Tina Satter is a writer and director for theatre and film whose Off-Broadway debut Is This a Room recently closed at Vineyard Theatre. She is the artistic director of Half Straddle, where she’s written and directed 10 plays presented in the United States and abroad, and the curator and designer of Here I Go, pt. 2 of You (The Kitchen). Recent honors include a Pew Fellowship in 2019, a Foundation for Contemporary Arts Award in 2016, and a Doris Duke Impact Award in 2014.

Lloyd Suh is the author of plays including The Chinese Lady (Ma-Yi Theater Company), Charles Francis Chan Jr’s Exotic Oriental Murder Mystery (Soho Rep), and American Hwangap. He is a resident playwright of New Dramatists, a Lifetime Member of Ensemble Studio Theatre and the Actors Studio, and an alum of Youngblood and the Soho Rep Writer/Director Lab. Additionally, he is the recipient of a 2016 Helen Merrill Award from the New York Community Trust and the 2019 Herb Alpert Award in the Arts. Since 2015, he has served as a member of the Dramatists Guild Council. 

“The Chinese Lady” by Lloyd Suh, at Milwaukee Repertory Theatre. Pictured: Lisa Helmi Johanson. (Photo by Michael Brosilow)
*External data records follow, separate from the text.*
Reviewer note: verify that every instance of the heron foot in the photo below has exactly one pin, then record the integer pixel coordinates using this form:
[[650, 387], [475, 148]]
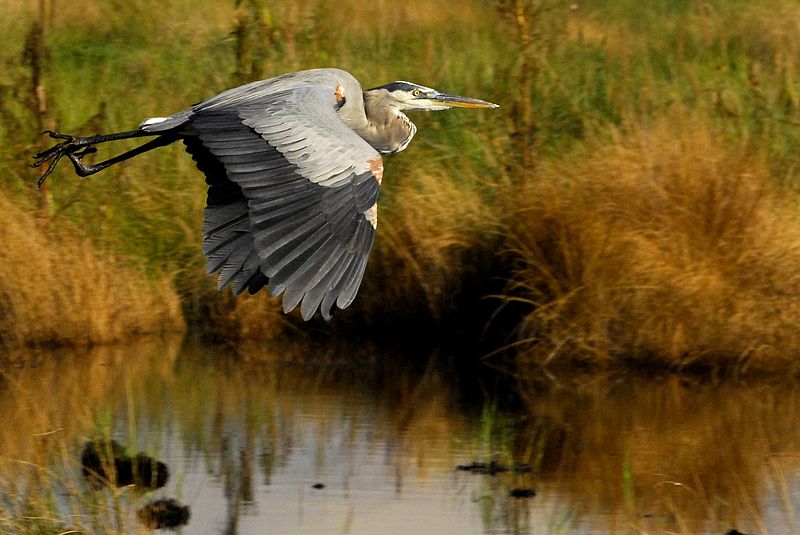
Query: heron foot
[[75, 148]]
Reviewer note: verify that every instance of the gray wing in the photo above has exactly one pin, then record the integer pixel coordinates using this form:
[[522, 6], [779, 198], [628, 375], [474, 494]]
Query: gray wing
[[292, 194]]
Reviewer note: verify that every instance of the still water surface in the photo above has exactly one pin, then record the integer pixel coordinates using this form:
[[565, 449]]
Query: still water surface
[[247, 437]]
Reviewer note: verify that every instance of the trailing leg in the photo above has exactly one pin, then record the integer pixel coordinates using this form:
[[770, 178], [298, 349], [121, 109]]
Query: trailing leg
[[75, 148]]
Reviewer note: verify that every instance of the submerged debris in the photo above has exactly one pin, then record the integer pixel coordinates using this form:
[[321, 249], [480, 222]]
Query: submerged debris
[[164, 513], [493, 468], [522, 493], [144, 471]]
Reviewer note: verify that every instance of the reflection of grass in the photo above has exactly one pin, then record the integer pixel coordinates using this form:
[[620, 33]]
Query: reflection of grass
[[652, 456], [610, 79]]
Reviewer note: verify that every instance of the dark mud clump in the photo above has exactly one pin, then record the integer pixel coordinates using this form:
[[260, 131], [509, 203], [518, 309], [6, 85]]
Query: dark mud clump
[[107, 461], [165, 513]]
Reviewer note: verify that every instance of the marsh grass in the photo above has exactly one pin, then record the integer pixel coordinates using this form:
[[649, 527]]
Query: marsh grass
[[662, 244], [57, 289]]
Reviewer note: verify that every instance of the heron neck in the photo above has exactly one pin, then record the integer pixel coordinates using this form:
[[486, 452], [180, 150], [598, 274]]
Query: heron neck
[[387, 129]]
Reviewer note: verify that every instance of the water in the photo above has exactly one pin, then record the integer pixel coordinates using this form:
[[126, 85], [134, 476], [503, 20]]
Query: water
[[247, 437]]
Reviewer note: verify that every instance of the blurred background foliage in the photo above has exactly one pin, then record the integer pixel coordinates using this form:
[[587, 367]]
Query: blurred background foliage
[[611, 111]]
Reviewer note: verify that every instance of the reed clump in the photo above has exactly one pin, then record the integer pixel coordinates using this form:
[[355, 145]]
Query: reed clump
[[56, 288], [664, 244]]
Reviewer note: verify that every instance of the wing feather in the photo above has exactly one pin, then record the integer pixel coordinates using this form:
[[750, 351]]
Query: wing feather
[[289, 186]]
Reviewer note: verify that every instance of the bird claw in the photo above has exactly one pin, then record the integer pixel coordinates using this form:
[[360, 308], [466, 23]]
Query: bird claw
[[70, 147]]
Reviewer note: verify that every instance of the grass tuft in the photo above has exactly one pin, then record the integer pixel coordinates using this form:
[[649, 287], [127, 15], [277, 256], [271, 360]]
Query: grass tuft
[[664, 244]]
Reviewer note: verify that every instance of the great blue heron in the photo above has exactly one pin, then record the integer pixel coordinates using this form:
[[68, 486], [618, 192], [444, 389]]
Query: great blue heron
[[293, 166]]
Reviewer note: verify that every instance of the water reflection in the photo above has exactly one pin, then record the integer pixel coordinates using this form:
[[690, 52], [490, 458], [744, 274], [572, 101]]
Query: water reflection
[[329, 440]]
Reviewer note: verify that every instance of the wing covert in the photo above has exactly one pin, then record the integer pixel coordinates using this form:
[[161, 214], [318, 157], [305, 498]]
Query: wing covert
[[307, 189]]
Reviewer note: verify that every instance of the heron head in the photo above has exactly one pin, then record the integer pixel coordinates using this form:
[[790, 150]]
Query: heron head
[[408, 96]]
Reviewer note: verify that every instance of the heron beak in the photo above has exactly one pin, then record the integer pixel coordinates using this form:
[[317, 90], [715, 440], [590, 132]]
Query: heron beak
[[455, 101]]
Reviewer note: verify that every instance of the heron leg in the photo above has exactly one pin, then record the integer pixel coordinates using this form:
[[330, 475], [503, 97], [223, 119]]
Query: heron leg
[[75, 148]]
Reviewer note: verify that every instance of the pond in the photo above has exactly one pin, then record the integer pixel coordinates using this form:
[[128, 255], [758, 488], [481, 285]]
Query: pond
[[324, 438]]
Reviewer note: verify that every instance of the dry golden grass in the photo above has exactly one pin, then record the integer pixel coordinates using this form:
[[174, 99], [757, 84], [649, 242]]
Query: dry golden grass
[[56, 289], [666, 245]]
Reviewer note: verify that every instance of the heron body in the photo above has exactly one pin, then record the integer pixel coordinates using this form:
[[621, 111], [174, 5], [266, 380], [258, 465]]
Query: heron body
[[293, 166]]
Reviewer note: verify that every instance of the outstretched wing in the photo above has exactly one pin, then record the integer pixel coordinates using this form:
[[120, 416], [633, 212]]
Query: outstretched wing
[[292, 191]]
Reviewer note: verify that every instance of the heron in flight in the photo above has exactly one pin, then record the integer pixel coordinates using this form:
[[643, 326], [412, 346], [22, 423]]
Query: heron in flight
[[293, 166]]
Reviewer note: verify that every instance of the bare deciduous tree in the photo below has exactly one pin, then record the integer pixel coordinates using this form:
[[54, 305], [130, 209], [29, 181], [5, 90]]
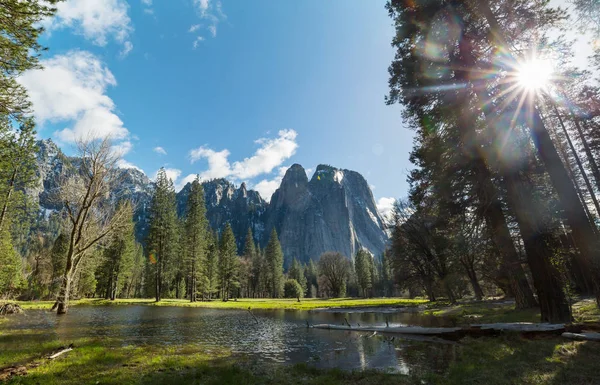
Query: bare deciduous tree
[[90, 218]]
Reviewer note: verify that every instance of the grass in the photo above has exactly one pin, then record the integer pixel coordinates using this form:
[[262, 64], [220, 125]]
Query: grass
[[245, 303], [105, 361], [508, 359], [515, 360], [584, 310], [485, 361]]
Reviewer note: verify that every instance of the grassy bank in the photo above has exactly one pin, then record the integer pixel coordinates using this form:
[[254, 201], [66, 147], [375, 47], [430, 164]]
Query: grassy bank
[[506, 359], [244, 303], [584, 310], [488, 361]]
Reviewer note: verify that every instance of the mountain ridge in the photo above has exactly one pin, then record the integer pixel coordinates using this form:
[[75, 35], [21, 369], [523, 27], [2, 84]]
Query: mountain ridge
[[333, 211]]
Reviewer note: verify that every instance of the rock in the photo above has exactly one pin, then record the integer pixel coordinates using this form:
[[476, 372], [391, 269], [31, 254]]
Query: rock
[[582, 336], [10, 308], [334, 211]]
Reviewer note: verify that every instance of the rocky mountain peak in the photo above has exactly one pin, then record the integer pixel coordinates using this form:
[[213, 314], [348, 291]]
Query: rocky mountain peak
[[334, 211], [293, 186]]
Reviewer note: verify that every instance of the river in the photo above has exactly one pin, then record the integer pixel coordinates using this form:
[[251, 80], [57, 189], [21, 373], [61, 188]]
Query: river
[[271, 335]]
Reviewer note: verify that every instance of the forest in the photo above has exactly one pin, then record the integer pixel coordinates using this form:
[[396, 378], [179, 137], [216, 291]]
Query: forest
[[503, 196], [500, 226]]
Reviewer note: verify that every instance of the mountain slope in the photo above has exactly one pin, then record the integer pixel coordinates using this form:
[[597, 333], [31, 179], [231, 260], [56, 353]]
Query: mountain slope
[[334, 211]]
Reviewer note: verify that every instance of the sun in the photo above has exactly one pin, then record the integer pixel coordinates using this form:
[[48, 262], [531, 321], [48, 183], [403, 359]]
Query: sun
[[534, 74]]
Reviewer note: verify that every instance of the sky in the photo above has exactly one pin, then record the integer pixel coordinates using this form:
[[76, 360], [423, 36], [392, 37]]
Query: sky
[[229, 88], [240, 89]]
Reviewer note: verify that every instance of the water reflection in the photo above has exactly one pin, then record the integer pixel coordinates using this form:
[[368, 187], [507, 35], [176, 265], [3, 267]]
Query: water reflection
[[274, 336]]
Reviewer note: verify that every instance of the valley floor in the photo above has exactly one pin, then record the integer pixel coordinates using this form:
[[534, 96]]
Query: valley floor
[[508, 359], [243, 303]]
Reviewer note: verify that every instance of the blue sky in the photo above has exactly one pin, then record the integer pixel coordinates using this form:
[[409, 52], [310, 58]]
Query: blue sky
[[234, 88]]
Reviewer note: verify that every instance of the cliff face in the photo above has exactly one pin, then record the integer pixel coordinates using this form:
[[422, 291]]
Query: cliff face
[[225, 203], [334, 211]]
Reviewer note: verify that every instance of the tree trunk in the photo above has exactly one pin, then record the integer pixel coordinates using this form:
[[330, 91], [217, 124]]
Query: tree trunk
[[571, 172], [9, 191], [583, 234], [579, 164], [546, 278], [63, 296], [588, 151], [486, 192], [474, 281], [496, 221]]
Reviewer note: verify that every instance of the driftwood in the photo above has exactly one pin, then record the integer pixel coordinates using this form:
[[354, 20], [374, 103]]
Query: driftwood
[[60, 352], [456, 332], [21, 370], [397, 330], [582, 336], [10, 308], [252, 314]]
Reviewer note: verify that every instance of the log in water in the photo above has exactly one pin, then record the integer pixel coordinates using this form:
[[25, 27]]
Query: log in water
[[479, 329]]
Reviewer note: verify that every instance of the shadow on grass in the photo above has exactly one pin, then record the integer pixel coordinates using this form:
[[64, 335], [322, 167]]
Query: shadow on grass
[[514, 360], [94, 363]]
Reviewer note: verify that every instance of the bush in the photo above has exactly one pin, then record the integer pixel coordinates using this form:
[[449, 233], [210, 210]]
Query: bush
[[292, 289]]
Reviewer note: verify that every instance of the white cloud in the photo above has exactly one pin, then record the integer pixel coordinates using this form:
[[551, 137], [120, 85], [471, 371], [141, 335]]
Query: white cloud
[[202, 6], [72, 89], [122, 148], [218, 165], [172, 173], [122, 163], [385, 206], [197, 41], [210, 11], [127, 47], [271, 154], [96, 20], [266, 187], [188, 179], [213, 30]]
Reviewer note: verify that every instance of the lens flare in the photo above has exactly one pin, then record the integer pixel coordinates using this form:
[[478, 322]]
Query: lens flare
[[534, 74]]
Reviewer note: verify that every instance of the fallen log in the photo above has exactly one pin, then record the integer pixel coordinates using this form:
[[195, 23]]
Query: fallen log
[[398, 330], [457, 332], [21, 370], [7, 373], [10, 308], [582, 336], [60, 352]]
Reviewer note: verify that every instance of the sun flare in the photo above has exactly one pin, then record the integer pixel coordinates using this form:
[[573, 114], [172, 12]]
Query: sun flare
[[534, 74]]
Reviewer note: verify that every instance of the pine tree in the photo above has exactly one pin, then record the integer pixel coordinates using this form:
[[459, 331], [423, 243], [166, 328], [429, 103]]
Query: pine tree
[[335, 270], [387, 274], [10, 265], [274, 264], [117, 261], [196, 233], [17, 169], [296, 273], [210, 269], [162, 234], [363, 265], [312, 279], [228, 263], [250, 271]]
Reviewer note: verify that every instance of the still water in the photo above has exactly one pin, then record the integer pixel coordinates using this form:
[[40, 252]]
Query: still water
[[274, 336]]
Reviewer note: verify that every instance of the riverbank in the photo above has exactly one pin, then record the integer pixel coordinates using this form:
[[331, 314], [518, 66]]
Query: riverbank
[[243, 303], [500, 311], [507, 359], [489, 361]]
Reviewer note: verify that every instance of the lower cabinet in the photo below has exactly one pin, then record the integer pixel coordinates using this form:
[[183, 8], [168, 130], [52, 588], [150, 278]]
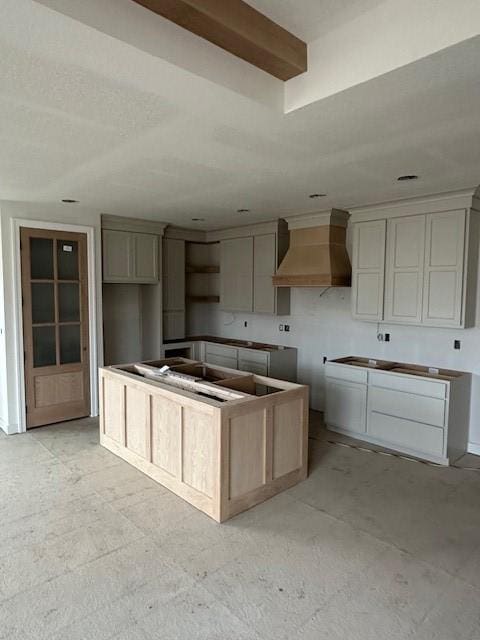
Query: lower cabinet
[[221, 355], [347, 405], [417, 415], [275, 363]]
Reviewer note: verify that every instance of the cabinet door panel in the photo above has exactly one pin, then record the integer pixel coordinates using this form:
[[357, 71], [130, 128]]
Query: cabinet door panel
[[173, 274], [346, 405], [117, 256], [405, 261], [368, 270], [444, 268], [146, 257], [236, 274], [264, 261]]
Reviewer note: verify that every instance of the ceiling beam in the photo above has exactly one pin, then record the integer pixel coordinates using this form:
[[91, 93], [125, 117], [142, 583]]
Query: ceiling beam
[[240, 29]]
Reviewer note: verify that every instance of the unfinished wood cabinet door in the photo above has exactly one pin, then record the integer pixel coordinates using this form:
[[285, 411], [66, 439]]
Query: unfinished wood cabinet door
[[264, 267], [444, 269], [55, 325], [404, 278], [368, 270], [145, 257], [118, 261], [236, 274]]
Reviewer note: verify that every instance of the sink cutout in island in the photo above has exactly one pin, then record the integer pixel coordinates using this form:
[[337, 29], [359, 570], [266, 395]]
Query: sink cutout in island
[[224, 440]]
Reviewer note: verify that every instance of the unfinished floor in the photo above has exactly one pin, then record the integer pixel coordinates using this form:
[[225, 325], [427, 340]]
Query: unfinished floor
[[368, 547]]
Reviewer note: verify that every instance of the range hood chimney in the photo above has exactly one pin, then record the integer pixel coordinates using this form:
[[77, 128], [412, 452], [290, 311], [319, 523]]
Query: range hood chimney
[[317, 255]]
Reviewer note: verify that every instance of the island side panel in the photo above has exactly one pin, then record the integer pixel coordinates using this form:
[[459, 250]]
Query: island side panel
[[170, 438], [265, 449]]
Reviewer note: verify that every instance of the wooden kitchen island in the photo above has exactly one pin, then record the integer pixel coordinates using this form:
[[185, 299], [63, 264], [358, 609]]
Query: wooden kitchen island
[[221, 439]]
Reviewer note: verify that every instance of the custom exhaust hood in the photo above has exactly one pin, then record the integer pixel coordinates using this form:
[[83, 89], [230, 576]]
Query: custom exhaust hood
[[317, 255]]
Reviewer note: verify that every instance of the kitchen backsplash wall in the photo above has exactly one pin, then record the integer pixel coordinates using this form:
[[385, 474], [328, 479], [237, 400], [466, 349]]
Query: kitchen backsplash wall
[[321, 326]]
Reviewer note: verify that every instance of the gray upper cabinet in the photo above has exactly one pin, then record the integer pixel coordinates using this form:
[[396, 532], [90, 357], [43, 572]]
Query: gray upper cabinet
[[368, 270], [130, 257], [264, 266], [173, 278], [173, 274], [426, 276], [236, 269], [145, 257], [247, 265], [117, 256]]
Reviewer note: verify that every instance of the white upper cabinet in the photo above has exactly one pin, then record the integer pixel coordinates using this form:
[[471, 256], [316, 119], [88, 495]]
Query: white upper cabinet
[[430, 263], [368, 270], [444, 268], [130, 257], [236, 269], [404, 269], [173, 274]]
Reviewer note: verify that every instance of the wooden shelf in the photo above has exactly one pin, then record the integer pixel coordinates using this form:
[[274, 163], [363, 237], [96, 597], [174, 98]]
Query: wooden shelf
[[203, 298], [207, 268]]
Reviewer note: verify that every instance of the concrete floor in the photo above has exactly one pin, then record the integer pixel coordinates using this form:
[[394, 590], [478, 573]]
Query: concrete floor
[[369, 547]]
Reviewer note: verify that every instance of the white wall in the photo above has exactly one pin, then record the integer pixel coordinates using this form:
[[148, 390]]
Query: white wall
[[63, 214], [323, 326]]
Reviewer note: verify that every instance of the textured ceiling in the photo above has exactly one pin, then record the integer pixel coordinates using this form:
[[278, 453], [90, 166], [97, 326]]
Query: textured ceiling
[[309, 19], [88, 117]]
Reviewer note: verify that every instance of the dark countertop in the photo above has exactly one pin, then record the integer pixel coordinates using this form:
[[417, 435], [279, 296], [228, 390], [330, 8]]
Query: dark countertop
[[230, 342]]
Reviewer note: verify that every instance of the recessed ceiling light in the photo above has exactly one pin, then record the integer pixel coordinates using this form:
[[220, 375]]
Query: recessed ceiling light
[[407, 177]]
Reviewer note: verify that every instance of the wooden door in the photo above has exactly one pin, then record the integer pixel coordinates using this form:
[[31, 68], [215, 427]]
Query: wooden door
[[55, 325], [236, 274], [368, 270], [264, 267], [405, 260], [444, 269]]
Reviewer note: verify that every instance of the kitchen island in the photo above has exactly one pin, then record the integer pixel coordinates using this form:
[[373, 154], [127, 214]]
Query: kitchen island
[[223, 440]]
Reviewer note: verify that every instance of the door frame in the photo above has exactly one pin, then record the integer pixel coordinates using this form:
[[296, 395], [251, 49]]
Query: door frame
[[17, 224]]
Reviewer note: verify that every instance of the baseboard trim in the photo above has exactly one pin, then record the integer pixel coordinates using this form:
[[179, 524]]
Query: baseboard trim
[[473, 448], [9, 429]]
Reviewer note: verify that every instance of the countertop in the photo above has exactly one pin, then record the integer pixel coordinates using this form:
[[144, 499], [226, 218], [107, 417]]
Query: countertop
[[230, 342]]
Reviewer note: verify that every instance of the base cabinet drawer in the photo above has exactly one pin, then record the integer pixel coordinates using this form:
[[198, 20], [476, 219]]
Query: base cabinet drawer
[[413, 436], [407, 405], [221, 361], [346, 406], [253, 367]]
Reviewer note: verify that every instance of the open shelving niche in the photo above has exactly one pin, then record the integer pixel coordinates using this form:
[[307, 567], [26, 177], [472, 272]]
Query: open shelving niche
[[202, 273]]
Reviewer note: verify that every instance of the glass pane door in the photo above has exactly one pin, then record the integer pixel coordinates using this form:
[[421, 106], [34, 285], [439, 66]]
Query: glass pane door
[[56, 291]]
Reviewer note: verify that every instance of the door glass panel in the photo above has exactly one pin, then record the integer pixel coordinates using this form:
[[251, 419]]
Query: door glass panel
[[41, 258], [68, 302], [67, 259], [70, 343], [44, 351], [43, 302]]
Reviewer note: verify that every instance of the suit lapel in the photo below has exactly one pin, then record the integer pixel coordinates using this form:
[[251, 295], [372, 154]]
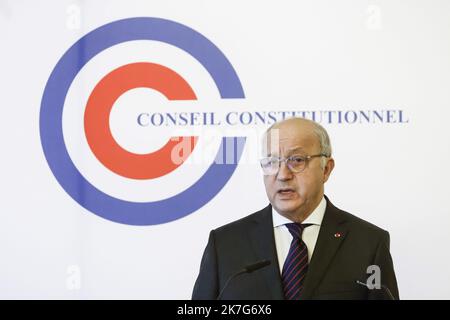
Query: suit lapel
[[263, 242], [331, 235]]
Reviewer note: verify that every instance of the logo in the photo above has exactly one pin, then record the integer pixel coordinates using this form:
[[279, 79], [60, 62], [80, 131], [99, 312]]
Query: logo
[[98, 132]]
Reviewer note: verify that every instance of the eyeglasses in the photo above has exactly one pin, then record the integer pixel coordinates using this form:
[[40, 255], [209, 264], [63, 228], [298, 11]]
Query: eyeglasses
[[296, 164]]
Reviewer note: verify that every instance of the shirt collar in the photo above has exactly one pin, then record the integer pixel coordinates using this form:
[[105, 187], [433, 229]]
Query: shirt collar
[[315, 217]]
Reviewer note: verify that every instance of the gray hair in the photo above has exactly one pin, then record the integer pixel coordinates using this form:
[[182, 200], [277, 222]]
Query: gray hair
[[320, 132]]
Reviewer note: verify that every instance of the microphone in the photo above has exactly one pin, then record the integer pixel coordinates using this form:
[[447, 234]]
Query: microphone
[[247, 269], [385, 289]]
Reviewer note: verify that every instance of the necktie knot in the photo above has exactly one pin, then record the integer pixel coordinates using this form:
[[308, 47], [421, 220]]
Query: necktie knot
[[296, 229]]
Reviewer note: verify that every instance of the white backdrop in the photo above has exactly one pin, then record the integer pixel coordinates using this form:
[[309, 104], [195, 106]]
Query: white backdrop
[[289, 55]]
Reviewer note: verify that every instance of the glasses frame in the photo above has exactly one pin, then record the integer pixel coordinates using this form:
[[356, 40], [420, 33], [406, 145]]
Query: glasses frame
[[286, 159]]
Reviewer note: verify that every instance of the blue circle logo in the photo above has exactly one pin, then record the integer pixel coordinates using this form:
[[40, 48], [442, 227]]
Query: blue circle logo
[[51, 127]]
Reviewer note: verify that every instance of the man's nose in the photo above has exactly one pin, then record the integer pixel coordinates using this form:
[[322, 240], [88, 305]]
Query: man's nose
[[284, 173]]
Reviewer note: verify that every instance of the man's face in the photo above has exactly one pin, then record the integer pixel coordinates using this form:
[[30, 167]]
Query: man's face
[[296, 195]]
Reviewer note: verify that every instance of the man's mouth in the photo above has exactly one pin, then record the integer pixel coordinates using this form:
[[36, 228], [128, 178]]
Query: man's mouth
[[286, 191]]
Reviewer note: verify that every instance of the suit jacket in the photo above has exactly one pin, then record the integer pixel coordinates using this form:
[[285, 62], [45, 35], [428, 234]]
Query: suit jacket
[[345, 247]]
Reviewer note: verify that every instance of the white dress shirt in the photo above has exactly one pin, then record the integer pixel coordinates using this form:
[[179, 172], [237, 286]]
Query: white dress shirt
[[283, 237]]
Anne Cattaneo is the dramaturg of Lincoln Center Theater, co-executive editor of the Lincoln Center Theater Review and the creator and head of the Lincoln Center Theater Directors’ Lab. Her translations of 20th Century German playwrights include Bertolt Brecht’s The Life of Galileo (Goodman Theatre), Botho Strauss’ Big and Little (Phoenix Theater), and Ernst Jandl’s From the Frontier (Guthrie Theater). She has received the Margo Jones Medal, Juilliard’s Excellence in Teaching Award, and, after serving three terms as president of Literary Managers and Dramaturgs of the Americas, received their first Lessing Award for Lifetime Achievement in Dramaturgy.

Since its establishment in 1925, the John Simon Guggenheim Memorial Foundation has granted more than $375 million in Fellowships to over 18,000 individuals, among whom are scores of Nobel laureates, Fields Medalists, poets laureate, members of the national academies, winners of the Pulitzer Prize, Turing Award, Bancroft Prize, National Book Award, and other internationally recognized honors. Created by Senator Simon and Olga Guggenheim in memory of their son, the foundation has sought since its inception to “further the development of scholars and artists by assisting them to engage in research in any field of knowledge and creation in any of the arts, under the freest possible conditions.”

Past Guggenheim fellows include Lynn NottageDavid Henry Hwang, and Terrence McNally.